When dumping an InnoDB database using mysqldump, it is often recommended to use the --single-transaction and --skip-table-locks options. This allows for minimal blocking of other concurrent reads + writes to the database.
However, there is the following nasty gotcha in the documentation:
While a --single-transaction dump is in process, to ensure a valid dump file (correct table contents and binary log position), no other connection should use the following statements: ALTER TABLE, DROP TABLE, RENAME TABLE, TRUNCATE TABLE. A consistent read is not isolated from those statements, so use of them on a table to be dumped can cause the SELECT performed by mysqldump to retrieve the table contents to obtain incorrect contents or fail.
My backups are automated and periodic. I have no easy way to ensure that no one is going to issue such a command against a table while the dump is in progress.

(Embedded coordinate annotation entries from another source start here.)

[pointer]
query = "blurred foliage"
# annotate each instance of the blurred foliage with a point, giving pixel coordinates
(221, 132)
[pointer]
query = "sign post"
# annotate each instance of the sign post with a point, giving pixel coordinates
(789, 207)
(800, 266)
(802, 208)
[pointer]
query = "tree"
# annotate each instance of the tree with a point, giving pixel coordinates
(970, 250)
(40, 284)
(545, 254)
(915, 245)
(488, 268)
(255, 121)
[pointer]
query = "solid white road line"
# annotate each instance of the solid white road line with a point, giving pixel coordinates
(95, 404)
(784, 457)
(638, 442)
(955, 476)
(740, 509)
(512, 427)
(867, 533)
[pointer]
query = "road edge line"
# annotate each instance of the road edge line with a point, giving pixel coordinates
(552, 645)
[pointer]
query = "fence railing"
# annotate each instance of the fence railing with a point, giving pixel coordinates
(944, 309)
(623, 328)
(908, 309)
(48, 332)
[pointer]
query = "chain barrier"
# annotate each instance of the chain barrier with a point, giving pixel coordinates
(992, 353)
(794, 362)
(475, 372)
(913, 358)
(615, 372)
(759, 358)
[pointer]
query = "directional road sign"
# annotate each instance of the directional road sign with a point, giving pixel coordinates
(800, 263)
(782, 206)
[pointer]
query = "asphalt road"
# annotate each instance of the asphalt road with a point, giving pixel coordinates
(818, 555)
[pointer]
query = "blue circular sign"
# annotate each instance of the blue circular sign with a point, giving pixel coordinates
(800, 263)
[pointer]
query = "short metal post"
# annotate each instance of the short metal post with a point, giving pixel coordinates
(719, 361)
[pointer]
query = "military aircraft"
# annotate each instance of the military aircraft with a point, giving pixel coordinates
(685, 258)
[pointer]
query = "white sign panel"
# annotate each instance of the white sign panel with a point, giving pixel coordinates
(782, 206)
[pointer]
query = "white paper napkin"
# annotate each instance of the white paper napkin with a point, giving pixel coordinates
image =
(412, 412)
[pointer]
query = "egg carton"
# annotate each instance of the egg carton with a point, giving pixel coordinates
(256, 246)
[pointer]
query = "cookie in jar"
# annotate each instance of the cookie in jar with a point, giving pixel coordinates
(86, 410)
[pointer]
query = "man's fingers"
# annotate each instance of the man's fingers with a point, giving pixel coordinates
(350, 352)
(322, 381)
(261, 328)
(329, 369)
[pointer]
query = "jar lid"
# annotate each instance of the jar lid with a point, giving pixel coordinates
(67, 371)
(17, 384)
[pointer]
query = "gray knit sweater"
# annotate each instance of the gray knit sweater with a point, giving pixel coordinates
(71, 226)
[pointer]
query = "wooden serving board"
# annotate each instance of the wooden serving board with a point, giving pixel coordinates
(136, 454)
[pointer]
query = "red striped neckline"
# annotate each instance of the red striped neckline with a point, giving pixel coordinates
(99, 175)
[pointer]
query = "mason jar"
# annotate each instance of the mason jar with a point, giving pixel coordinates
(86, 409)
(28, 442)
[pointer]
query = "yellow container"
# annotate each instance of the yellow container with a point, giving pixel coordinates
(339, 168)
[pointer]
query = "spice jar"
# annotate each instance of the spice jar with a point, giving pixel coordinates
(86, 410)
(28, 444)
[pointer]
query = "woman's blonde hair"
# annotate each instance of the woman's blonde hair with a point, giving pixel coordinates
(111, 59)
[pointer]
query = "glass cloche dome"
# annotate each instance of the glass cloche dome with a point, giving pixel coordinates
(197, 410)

So, I was wondering if there is a simple way to raise the isolation level of the dump from 'repeatable read' to 'serializable' and whether or not this would solve this gotcha while still minimizing blockage of concurrent reads + updates?
I believe that running with --lock-tables or --lock-all-tables instead doesn't suffer from the above gotcha, but I believe these approaches cause far more blocking.
I'm wondering if there is a happy middle ground between the two approaches? Or, if I want a surely safe and consistent dump then I still need to go with --lock-tables, or even maybe --lock-all-tables, instead of --single-transaction --skip-lock-tables?